107 hapishanedeki binlerce mahpus "tecridin ve baskıların sonlandırılması" talebiyle 100 gündür süresiz-dönüşümlü açlık grevi yapıyor. Açlık grevi 27 Kasım'da başladı.
Açlık grevlerine dair konuşan Dede, Türkiye cezaevlerinin politik mahpuslar açısından Cumhuriyetin kurulduğu günden bugüne kadar, en yoğun hak ihlallerinin yaşandığı alanlar olduğunu belirtti.
"Sağlık hizmetleri aksıyor"
Mezopotamya Ajansı'ndaki habere göre Dede, şöyle dedi:
“Tüm dünyayı etkisi altına alan ve 2020 yılının Mart ayında ülkemizde görülmeye başlayan koronavirüs salgınıyla birlikte, pandemi tedbirleri adı altında, politik mahpuslar açısından cezaevlerinde yaşanan hak ihlalleri, katlanarak artmış ve zaten ağır olan cezaevi koşulları, çok daha ağırlaştırılmıştır.

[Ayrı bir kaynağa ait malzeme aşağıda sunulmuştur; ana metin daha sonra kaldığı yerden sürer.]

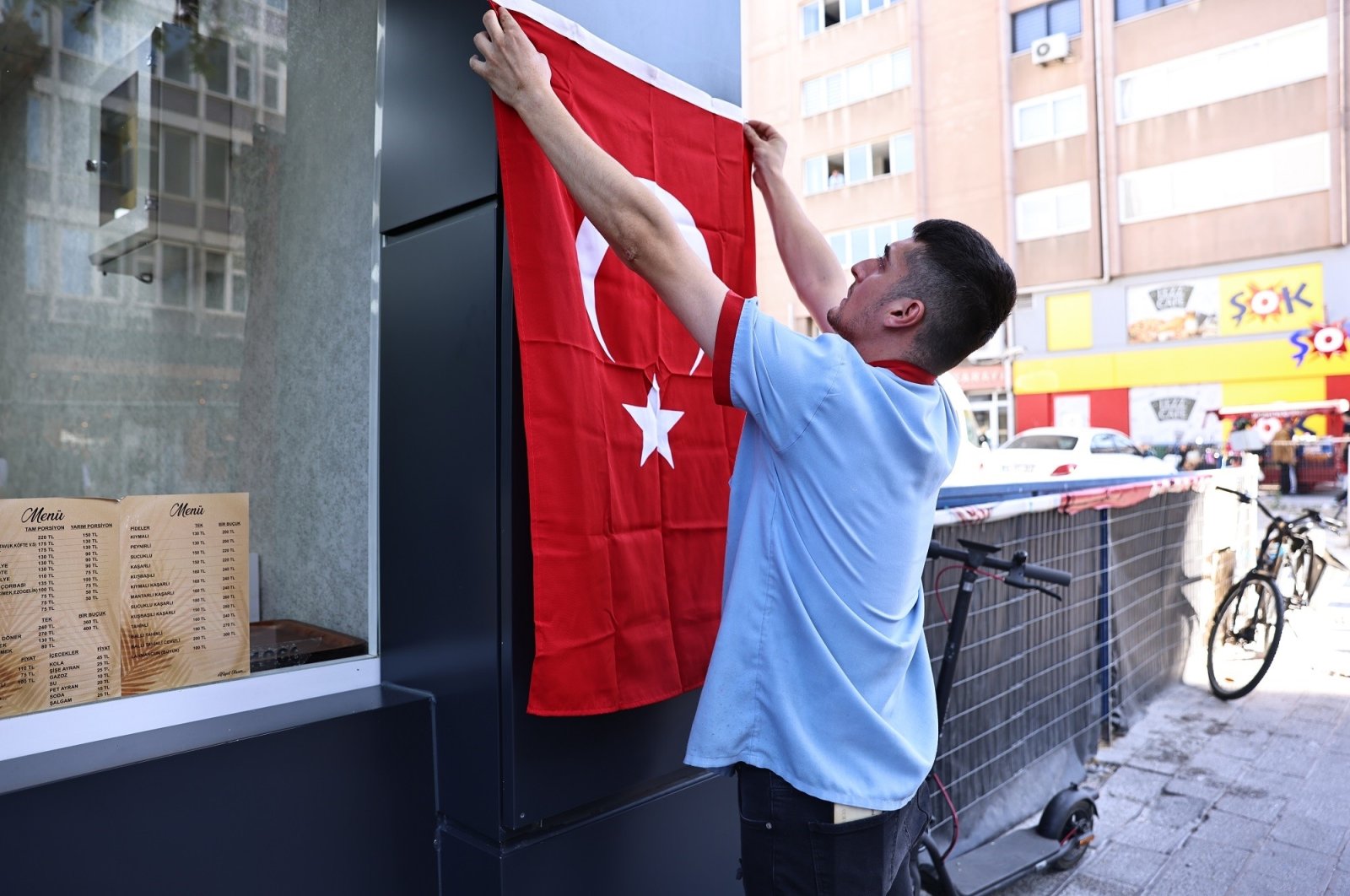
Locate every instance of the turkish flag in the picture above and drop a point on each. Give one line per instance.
(629, 457)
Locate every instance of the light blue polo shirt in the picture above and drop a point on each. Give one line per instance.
(820, 671)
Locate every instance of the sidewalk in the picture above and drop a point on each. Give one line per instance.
(1245, 796)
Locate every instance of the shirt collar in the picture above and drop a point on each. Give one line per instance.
(906, 370)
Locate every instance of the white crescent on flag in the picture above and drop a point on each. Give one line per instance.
(591, 247)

“Bir yılı aşkın süredir yürürlükte olan pandemi tedbirleri ile; politik mahpusların, tüm kültürel, sportif ve sosyal hakları ellerinden alınmış ve nerdeyse koğuşlarının dışına çıkamaz duruma getirilmişlerdir.
"Havalandırma ve gün ışığından faydalanma süreleri arttırılması gerekirken aksine kısaltılmıştır. Kapalı cezaevlerinin yemek ihtiyacını karşılayan, açık cezaevlerindeki mahpusların izinli sayılarak tahliye edilmeleri neticesinde, yemeklerin hem kalitesi düşmüş hem de miktarı azaltılmıştır.

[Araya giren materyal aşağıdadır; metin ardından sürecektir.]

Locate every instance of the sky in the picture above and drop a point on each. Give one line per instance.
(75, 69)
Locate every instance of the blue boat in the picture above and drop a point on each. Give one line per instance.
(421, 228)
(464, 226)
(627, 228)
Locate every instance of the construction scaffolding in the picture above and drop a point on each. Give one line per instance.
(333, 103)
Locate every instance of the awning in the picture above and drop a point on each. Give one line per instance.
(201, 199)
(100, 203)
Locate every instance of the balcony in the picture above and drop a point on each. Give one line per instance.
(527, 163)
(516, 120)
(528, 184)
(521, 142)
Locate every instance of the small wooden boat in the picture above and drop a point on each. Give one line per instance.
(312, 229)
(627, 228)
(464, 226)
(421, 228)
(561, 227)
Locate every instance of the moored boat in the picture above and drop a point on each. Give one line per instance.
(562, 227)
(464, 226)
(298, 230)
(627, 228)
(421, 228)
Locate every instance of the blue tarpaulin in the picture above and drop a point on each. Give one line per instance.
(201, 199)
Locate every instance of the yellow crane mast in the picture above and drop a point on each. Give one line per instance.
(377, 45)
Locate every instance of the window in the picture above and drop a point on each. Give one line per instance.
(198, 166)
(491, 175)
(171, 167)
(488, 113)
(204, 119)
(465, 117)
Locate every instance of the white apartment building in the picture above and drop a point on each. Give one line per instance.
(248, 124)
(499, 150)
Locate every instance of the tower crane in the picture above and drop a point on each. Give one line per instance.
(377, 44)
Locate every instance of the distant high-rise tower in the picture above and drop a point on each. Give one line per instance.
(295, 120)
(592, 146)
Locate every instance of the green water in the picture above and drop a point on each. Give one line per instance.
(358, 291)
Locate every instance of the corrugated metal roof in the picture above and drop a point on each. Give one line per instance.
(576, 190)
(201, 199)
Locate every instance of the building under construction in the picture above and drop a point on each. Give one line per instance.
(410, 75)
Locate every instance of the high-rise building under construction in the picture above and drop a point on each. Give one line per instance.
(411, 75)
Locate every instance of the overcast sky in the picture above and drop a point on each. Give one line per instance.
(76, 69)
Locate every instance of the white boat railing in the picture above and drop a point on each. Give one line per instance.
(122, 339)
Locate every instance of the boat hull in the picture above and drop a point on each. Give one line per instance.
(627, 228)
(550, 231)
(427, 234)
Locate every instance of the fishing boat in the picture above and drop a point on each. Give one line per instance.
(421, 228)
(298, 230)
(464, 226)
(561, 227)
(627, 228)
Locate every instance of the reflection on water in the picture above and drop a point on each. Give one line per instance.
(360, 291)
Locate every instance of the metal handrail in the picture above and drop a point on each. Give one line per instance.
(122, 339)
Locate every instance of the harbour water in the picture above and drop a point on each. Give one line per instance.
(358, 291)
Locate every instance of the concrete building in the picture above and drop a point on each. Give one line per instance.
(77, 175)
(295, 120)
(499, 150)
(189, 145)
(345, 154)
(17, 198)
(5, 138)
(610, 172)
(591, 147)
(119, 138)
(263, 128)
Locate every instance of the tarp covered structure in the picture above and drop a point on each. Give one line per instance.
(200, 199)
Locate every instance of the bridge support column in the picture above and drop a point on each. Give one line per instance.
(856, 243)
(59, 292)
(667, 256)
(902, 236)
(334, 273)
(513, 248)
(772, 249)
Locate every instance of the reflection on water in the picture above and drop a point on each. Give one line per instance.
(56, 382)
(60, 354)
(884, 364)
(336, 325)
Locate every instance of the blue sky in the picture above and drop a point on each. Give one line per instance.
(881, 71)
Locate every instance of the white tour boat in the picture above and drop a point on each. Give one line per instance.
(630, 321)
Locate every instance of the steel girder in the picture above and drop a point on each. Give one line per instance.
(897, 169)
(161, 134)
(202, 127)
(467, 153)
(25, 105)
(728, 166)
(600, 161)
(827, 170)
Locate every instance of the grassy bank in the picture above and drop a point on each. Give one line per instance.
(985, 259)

“Sağlık hizmetine erişim hakkı, kelepçeli muayene dayatması, görevli personel tarafından hakarete uğrama ve 14 gün süren karantina adı altında tek başına tecritte tutma uygulamaları sebebiyle, mahpuslar tarafından kullanılamaz hale getirilmiştir. Birçok cezaevinde mahpusların sıcak suya erişimi kısıtlanmış, hijyen malzemeleri, ücretsiz olarak dağıtılmamıştır. Aile görüşleri bir dönem tümden iptal edilmiş, sonrasında bir kişiyle sınırlı olmak kaydıyla kapalı görüş şeklinde yaptırılmaya başlanmıştır. Bir yılı aşkın süredir açık görüş hakkından mahrum bırakılmış olan mahpuslar, ailelerinden tek bir kişiye dahi dokunamamışlardır.
'Sağlıklarından devlet sorumlu değil mi?'
“Hem Adalet Bakanına hem de Sağlık bakanına buradan sormak istiyorum; hapishanelerde bulunan insanlar bu ülkenin vatandaşları değil mi, bu vatandaşların sağlığından, yaşamından devlet sorumlu değil mi?

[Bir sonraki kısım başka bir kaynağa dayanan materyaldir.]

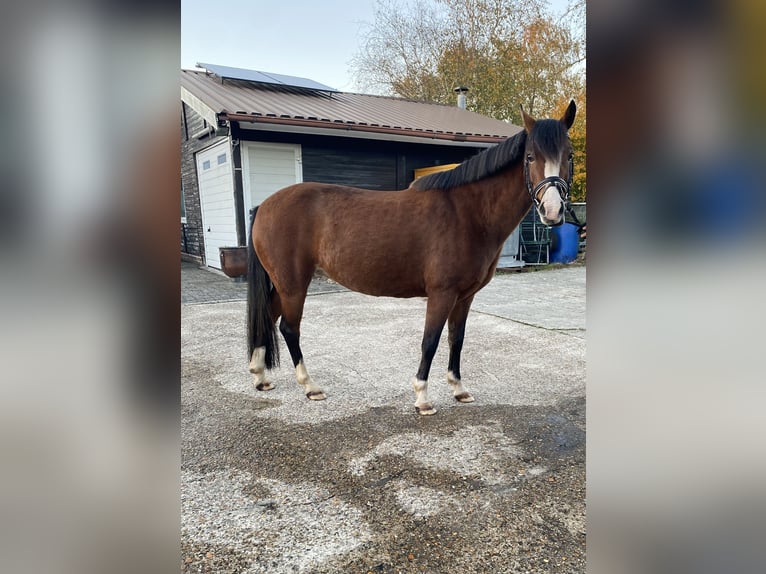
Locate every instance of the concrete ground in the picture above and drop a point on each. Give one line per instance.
(273, 482)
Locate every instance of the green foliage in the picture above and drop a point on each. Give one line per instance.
(507, 52)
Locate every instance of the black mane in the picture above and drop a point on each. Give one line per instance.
(483, 164)
(548, 137)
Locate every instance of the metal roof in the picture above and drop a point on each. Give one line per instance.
(243, 101)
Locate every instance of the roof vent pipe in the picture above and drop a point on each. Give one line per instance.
(461, 91)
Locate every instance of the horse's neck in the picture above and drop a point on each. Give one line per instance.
(499, 203)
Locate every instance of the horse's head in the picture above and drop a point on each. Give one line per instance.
(548, 164)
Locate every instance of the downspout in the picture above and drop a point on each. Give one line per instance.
(239, 196)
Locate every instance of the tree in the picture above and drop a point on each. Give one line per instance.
(507, 52)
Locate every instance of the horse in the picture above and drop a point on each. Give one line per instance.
(440, 238)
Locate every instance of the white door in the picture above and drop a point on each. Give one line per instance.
(268, 168)
(216, 193)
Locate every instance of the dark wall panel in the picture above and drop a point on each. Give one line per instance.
(358, 168)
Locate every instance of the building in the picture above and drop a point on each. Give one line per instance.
(247, 134)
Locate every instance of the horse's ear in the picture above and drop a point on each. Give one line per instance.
(529, 121)
(568, 118)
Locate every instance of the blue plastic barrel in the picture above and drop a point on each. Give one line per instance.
(565, 243)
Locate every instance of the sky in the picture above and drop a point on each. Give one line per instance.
(306, 38)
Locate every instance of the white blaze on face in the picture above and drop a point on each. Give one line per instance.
(550, 202)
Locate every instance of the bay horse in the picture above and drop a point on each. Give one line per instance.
(440, 238)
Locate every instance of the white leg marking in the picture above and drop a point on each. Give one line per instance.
(422, 404)
(458, 391)
(312, 390)
(258, 368)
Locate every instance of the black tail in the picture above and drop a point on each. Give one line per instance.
(261, 330)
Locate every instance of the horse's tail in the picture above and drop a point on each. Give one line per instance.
(261, 328)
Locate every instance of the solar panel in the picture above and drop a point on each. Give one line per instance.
(265, 77)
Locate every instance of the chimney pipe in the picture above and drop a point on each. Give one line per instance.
(461, 91)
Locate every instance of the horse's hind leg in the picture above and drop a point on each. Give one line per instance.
(290, 327)
(258, 360)
(456, 324)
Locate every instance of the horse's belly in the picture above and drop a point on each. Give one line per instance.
(375, 277)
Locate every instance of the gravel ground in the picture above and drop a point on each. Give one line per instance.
(272, 482)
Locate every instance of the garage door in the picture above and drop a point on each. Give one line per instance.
(268, 168)
(216, 192)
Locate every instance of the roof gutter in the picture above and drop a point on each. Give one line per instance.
(351, 126)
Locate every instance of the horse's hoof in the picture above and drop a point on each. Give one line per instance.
(316, 395)
(425, 409)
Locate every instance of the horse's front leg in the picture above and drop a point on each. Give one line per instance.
(457, 320)
(438, 309)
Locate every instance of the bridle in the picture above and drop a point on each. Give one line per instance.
(560, 184)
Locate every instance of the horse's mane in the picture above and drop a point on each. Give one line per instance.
(548, 137)
(483, 164)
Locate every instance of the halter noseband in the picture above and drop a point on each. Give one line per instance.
(560, 184)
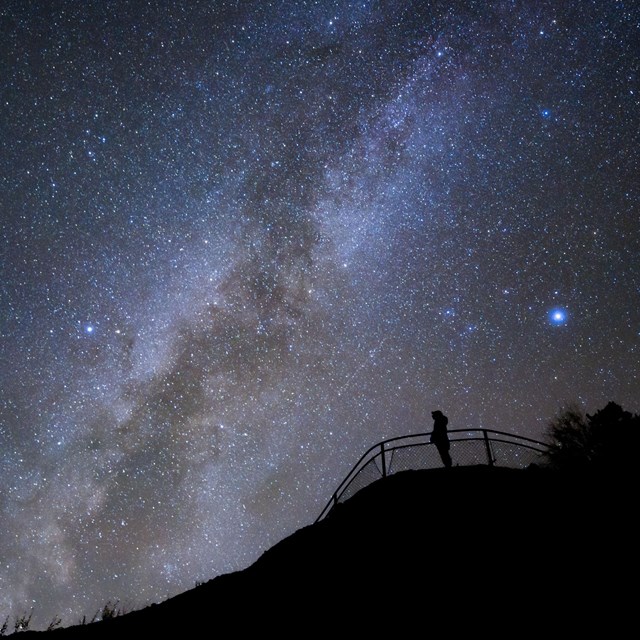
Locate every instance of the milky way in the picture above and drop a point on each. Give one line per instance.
(241, 242)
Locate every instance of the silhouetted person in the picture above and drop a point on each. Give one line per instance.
(439, 436)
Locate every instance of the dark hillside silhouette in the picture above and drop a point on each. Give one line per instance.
(606, 441)
(462, 550)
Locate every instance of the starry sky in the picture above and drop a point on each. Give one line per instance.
(243, 241)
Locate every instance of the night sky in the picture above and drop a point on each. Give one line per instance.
(241, 242)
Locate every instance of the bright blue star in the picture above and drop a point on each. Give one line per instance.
(558, 316)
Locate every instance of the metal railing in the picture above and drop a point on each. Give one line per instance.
(468, 447)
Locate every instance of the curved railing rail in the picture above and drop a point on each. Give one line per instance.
(468, 447)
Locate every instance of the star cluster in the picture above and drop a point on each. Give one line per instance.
(241, 242)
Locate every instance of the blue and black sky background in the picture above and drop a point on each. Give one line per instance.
(241, 242)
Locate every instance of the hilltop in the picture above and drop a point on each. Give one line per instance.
(455, 550)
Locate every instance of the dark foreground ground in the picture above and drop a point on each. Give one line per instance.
(437, 552)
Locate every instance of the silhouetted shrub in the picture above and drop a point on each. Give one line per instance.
(606, 440)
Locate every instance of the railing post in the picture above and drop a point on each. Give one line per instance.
(487, 445)
(384, 460)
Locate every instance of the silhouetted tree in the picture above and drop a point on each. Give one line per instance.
(606, 440)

"Hapishanelerde bulunan vatandaşların canının sizin nazarınızda bir kıymeti yok mu? Hapishane koşullarından kaynaklı, dışarıda yaşayan vatandaşlara nazaran, çok daha fazla risk taşıyan hasta ve yaşlı mahpuslara aşı yapılmamış olması asla izah edilemez. Elbette devlet, hapishanelerdeki vatandaşlarının sağlığından ve yaşamından sorumludur. Bu sorumluluğun gereği derhal yerine getirilmeli, başta hasta ve yaşlı mahpuslar olmak üzere tüm mahpuslar derhal aşılanmalıdır.
Tecrit politikaları
"Pandemi koşullarında ve ağır hak ihlallerine rağmen, binlerce mahpusun dönüşümlü olarak katıldığı ve 100’üncü güne ulaşan açlık grevi eyleminin temel talebi; 1999 yılından bu yana, İmralı hapishanesinde, Hukuk dışı, yasa dışı bir infaz rejimine tabi tutulan sayın Abdullah Öcalan üzerindeki tecridin kaldırılması ve özgürlük koşullarının sağlanmasıdır.
"Avukatları ve ailesiyle görüşmesi kısıtlanan, engellenen, telefon, fax, mektup gibi iletişim olanaklarını kullanmasına izin verilmeyen, dış dünyayla tüm bağlantısı kesilen sayın Öcalan’a uygulanan bu yasa dışı infaz rejiminin, bir işkence biçimi olduğu AİHM ve CPT başta olmak üzere birçok uluslararası kurum tarafından da ifade edilmiştir.
"21 yılı aşkın süredir Sayın Öcalan’a uygulanan bu istisnai, yasadışı rejim ile İmralı ada hapishanesinde bir yönetme biçimi yaratılmış, başta hak savunucuları ve hukukçular olmak üzere toplumun yeterli düzeyde ve süreklileşen bir mücadeleyi ortaya koymamış olması karşısında, bu yönetme biçimi önce diğer hapishanelere ve gittikçe tüm toplumsal yaşama hakim kılınmıştır."